(Tabarka) Le coronavirus, qui a mis à genoux le tourisme en Tunisie comme dans de nombreux pays, a relancé le débat sur la diversification de ce secteur clé qui vit sa troisième crise profonde en une décennie.

Akim REZGUI, avec Caroline Nelly PERROT à Tunis
Agence France-Presse

Le tourisme, qui pèse jusqu’à 14 % du PIB tunisien et représente plus de 400 000 emplois, avait repris des couleurs ces dernières années, avec 9,5 millions de touristes en 2019 — du jamais vu depuis la révolution de 2011.

Nombre d’hôtels restent néanmoins lourdement endettés, après des coups d’arrêts soudains, d’abord en 2011 en raison de l’instabilité qui a suivi la fuite du dictateur Zine el Abidine Ben Ali, puis en 2015, après deux attentats djihadistes ayant tué 59 touristes.

Certains pâtissent en outre d’une mauvaise gestion, après un développement anarchique du secteur dans les années 90.

Plus récemment, le coronavirus a de nouveau plongé dans la tourmente les hôteliers. La crise a mis en évidence la fragilité d’un secteur dominé par de gros complexes hôteliers de bord de plage, qui drainent la majorité de la clientèle pour des séjours tout-compris, très saisonniers et peu lucratifs.

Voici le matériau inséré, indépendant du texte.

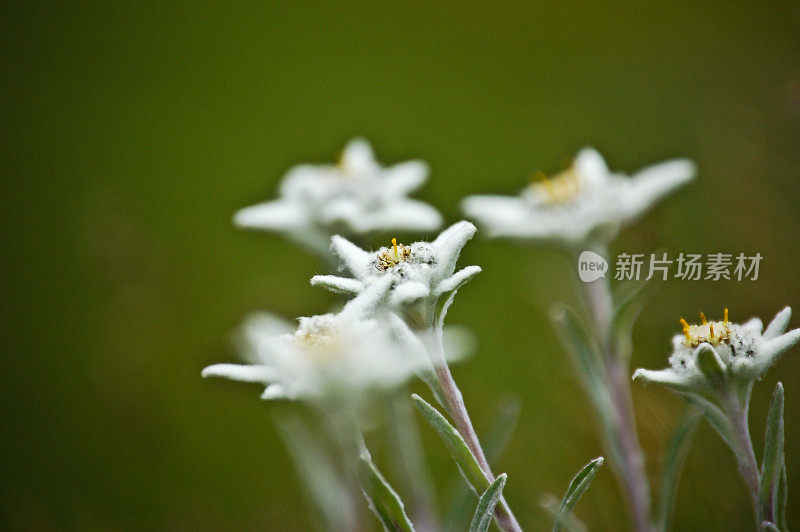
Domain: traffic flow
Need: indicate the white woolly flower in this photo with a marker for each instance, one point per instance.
(355, 196)
(736, 354)
(585, 203)
(338, 355)
(420, 272)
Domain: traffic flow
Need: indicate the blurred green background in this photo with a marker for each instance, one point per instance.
(133, 132)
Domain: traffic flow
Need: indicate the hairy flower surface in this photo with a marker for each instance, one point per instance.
(355, 196)
(584, 203)
(742, 351)
(341, 355)
(422, 271)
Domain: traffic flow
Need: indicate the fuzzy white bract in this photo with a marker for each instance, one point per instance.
(338, 356)
(355, 196)
(584, 204)
(420, 272)
(743, 352)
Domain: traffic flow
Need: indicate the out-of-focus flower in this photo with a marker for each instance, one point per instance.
(420, 273)
(354, 197)
(338, 355)
(585, 203)
(742, 352)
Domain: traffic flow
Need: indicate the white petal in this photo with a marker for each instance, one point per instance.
(274, 391)
(778, 324)
(355, 259)
(403, 178)
(455, 281)
(277, 215)
(263, 324)
(408, 292)
(364, 305)
(340, 285)
(359, 158)
(240, 372)
(771, 350)
(448, 246)
(403, 214)
(654, 183)
(677, 341)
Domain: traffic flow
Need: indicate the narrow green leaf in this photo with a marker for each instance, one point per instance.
(674, 458)
(485, 510)
(314, 465)
(715, 417)
(587, 358)
(383, 500)
(462, 498)
(780, 503)
(626, 314)
(455, 444)
(569, 522)
(711, 366)
(579, 484)
(773, 457)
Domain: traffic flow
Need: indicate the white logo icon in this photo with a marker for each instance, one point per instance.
(591, 266)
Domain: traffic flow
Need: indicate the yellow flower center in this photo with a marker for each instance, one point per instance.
(394, 256)
(321, 346)
(560, 188)
(712, 332)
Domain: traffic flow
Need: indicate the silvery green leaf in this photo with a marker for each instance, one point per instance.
(579, 484)
(485, 510)
(455, 444)
(773, 456)
(675, 456)
(716, 418)
(626, 314)
(383, 500)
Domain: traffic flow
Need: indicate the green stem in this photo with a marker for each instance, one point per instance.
(458, 411)
(630, 467)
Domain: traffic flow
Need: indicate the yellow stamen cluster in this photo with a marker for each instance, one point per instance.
(392, 257)
(560, 188)
(712, 332)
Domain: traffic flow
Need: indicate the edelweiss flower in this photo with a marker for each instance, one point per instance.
(584, 203)
(355, 196)
(341, 355)
(742, 352)
(420, 272)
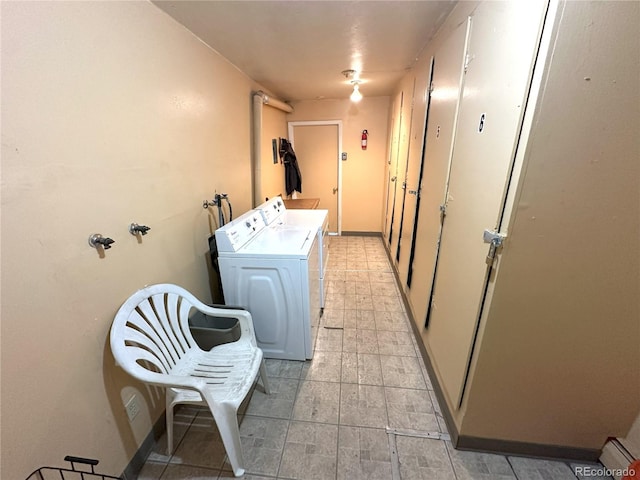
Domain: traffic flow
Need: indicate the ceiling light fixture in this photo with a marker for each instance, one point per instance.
(354, 79)
(356, 96)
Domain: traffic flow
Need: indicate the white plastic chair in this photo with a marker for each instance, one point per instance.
(151, 340)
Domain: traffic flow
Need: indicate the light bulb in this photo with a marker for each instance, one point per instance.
(356, 96)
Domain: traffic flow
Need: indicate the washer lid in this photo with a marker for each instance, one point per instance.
(294, 243)
(272, 209)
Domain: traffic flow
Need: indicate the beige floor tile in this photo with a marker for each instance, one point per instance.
(350, 340)
(350, 319)
(422, 458)
(283, 368)
(479, 466)
(392, 321)
(310, 452)
(325, 366)
(410, 409)
(329, 340)
(201, 445)
(279, 402)
(369, 370)
(332, 318)
(366, 341)
(349, 367)
(533, 469)
(358, 275)
(188, 472)
(395, 343)
(152, 471)
(263, 441)
(402, 372)
(365, 319)
(317, 402)
(363, 406)
(363, 454)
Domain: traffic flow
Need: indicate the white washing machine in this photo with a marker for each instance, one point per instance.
(273, 273)
(277, 217)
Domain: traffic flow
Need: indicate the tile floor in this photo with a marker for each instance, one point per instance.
(334, 417)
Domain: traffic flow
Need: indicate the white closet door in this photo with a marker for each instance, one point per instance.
(502, 48)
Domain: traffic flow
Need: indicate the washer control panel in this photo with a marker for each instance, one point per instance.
(272, 209)
(237, 233)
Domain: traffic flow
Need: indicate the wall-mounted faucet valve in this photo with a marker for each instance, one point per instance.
(97, 239)
(135, 229)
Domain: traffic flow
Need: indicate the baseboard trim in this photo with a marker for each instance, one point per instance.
(137, 462)
(360, 234)
(509, 447)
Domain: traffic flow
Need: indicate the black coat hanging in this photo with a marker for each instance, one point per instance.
(292, 175)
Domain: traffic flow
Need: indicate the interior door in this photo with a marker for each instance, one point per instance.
(405, 150)
(415, 167)
(401, 167)
(448, 69)
(502, 48)
(392, 172)
(317, 147)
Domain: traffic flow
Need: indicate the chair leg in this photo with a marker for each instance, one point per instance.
(227, 420)
(263, 376)
(169, 415)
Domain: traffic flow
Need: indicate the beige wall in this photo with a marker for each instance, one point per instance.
(560, 356)
(363, 172)
(558, 362)
(111, 114)
(274, 125)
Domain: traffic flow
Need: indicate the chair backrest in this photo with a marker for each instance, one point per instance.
(150, 333)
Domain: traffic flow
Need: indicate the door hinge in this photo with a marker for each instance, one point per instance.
(495, 241)
(467, 60)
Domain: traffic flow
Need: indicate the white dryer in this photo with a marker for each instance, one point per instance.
(274, 274)
(278, 217)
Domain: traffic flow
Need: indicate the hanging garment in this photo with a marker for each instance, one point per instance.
(292, 175)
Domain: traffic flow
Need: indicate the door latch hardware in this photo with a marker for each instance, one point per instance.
(495, 240)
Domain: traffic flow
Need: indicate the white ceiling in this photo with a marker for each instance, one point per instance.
(297, 49)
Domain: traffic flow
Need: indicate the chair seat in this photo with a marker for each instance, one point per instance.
(152, 341)
(227, 370)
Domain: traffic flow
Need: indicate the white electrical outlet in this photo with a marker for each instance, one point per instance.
(132, 407)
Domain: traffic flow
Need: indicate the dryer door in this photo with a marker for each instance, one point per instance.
(270, 289)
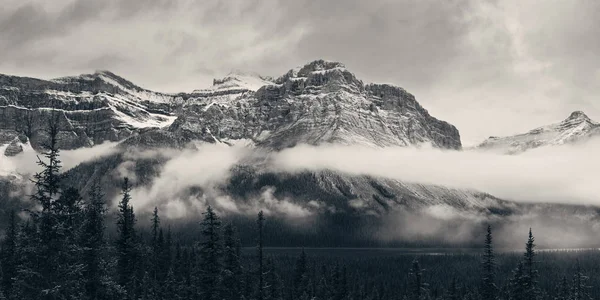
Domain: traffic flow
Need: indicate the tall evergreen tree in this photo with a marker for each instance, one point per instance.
(300, 282)
(260, 223)
(97, 282)
(50, 266)
(155, 244)
(232, 270)
(8, 256)
(272, 282)
(530, 273)
(488, 285)
(516, 286)
(563, 292)
(126, 241)
(580, 287)
(210, 255)
(453, 290)
(418, 288)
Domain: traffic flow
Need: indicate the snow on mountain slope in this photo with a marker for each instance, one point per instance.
(93, 108)
(577, 127)
(236, 81)
(321, 102)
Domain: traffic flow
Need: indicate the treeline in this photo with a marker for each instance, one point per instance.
(61, 251)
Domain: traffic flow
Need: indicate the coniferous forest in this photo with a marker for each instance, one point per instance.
(62, 250)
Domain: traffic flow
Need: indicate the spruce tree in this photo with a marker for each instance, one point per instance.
(8, 255)
(488, 285)
(453, 290)
(97, 283)
(418, 288)
(210, 255)
(563, 292)
(272, 282)
(231, 264)
(300, 283)
(517, 287)
(530, 273)
(260, 292)
(126, 241)
(580, 288)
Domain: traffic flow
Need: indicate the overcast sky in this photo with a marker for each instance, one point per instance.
(488, 67)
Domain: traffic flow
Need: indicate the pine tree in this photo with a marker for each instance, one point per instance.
(155, 244)
(210, 254)
(260, 293)
(8, 256)
(453, 290)
(231, 264)
(94, 246)
(40, 258)
(530, 272)
(580, 288)
(272, 282)
(563, 292)
(516, 286)
(50, 264)
(126, 241)
(300, 283)
(418, 289)
(488, 285)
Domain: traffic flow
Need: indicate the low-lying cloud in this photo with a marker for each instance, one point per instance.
(559, 174)
(26, 161)
(188, 180)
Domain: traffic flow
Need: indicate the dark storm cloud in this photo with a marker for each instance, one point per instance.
(30, 21)
(489, 67)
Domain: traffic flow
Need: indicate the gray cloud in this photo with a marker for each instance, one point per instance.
(489, 67)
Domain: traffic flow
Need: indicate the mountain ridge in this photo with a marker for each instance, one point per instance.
(577, 127)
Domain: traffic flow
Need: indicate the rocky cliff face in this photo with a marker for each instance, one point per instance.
(576, 128)
(91, 108)
(322, 102)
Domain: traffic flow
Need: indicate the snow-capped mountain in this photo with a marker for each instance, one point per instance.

Pour tenter de redresser le secteur, le gouvernement veut s’engager en faveur d’autres formes de tourisme, comme les gîtes ruraux qui ont fait le plein cet été.

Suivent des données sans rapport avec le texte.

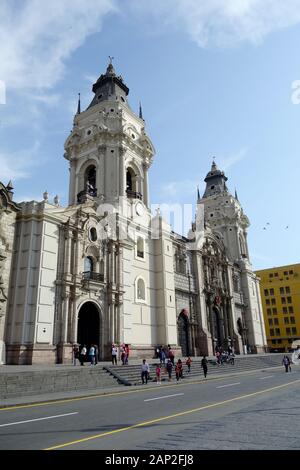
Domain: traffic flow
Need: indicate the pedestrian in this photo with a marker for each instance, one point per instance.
(92, 355)
(127, 350)
(158, 374)
(82, 355)
(204, 366)
(114, 354)
(178, 370)
(145, 370)
(162, 356)
(123, 354)
(75, 354)
(96, 354)
(171, 355)
(188, 363)
(231, 358)
(287, 363)
(169, 369)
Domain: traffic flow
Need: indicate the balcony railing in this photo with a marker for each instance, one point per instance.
(134, 194)
(91, 276)
(82, 196)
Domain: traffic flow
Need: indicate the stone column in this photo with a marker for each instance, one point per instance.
(121, 172)
(145, 185)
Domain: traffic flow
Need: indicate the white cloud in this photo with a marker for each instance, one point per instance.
(222, 22)
(16, 165)
(37, 37)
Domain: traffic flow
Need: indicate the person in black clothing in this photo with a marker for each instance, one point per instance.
(204, 366)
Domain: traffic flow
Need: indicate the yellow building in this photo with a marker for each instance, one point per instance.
(280, 294)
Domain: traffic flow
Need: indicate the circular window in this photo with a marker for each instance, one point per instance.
(93, 234)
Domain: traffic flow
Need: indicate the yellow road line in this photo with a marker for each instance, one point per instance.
(103, 395)
(182, 413)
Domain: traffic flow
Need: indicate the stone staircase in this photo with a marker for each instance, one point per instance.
(61, 379)
(131, 374)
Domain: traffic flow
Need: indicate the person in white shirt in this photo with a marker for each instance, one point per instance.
(114, 354)
(145, 369)
(92, 355)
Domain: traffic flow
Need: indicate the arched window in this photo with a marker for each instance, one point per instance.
(243, 247)
(88, 264)
(141, 289)
(140, 247)
(93, 234)
(90, 180)
(130, 180)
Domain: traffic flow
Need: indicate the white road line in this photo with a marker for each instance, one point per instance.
(38, 419)
(229, 385)
(166, 396)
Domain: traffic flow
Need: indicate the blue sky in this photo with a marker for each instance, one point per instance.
(214, 80)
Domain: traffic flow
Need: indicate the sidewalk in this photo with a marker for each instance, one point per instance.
(53, 397)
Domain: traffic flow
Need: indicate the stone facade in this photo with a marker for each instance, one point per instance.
(8, 212)
(104, 270)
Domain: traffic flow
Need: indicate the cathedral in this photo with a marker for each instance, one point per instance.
(106, 270)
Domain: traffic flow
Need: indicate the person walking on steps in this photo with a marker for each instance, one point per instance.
(188, 363)
(204, 365)
(82, 355)
(169, 368)
(145, 369)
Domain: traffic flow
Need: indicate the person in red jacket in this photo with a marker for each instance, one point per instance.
(178, 370)
(188, 363)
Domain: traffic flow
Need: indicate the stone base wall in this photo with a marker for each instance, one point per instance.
(31, 354)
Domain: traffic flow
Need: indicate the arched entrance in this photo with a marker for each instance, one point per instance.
(183, 333)
(217, 325)
(88, 331)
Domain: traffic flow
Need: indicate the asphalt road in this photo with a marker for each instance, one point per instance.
(260, 410)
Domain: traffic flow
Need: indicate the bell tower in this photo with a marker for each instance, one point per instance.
(108, 149)
(225, 215)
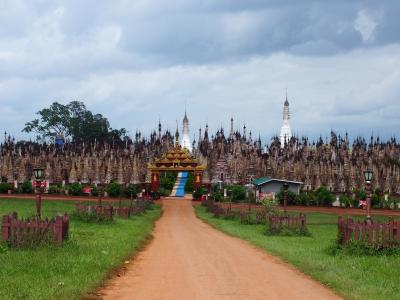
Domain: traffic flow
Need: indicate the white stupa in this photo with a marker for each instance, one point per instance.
(286, 132)
(185, 134)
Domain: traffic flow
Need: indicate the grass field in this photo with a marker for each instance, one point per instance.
(354, 277)
(81, 265)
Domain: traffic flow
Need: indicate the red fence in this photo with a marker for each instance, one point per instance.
(276, 223)
(370, 233)
(29, 232)
(106, 211)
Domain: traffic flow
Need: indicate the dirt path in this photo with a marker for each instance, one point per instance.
(188, 259)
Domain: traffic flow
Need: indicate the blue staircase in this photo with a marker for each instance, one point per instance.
(179, 188)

« Nous avons eu quelques succès avec d’autres secteurs comme la thalassothérapie. Un succès mitigé avec le golf... Mais c’est très insuffisant », a reconnu Habib Ammar, le ministre du Tourisme.

« Parcours du combattant »

« Nous avons une campagne merveilleuse, magnifique, qu’il faut exploiter sur le plan touristique pour créer des emplois, pas seulement dans les zones côtières », a-t-il souligné.

Mais, comme pour de nombreux secteurs en Tunisie, les projets sont soumis à une multitude d’autorisations préalables, ouvrant la voie à des retards et à de la corruption.

« C’est plus qu’un parcours du combattant », reconnaît Mohamed Naceur Ayari, propriétaire d’un gîte rural à Tabarka, ville côtière dans une région rurale, à la frontière algérienne.

« Personne ne croyait à ce genre de produit. L’administration ne fonctionnait pas ou ne voulait pas fonctionner », se souvient cet entrepreneur.

Un peu plus d’un an après son ouverture, il manque de lits pour accueillir tous les clients intéressés par ses bungalows.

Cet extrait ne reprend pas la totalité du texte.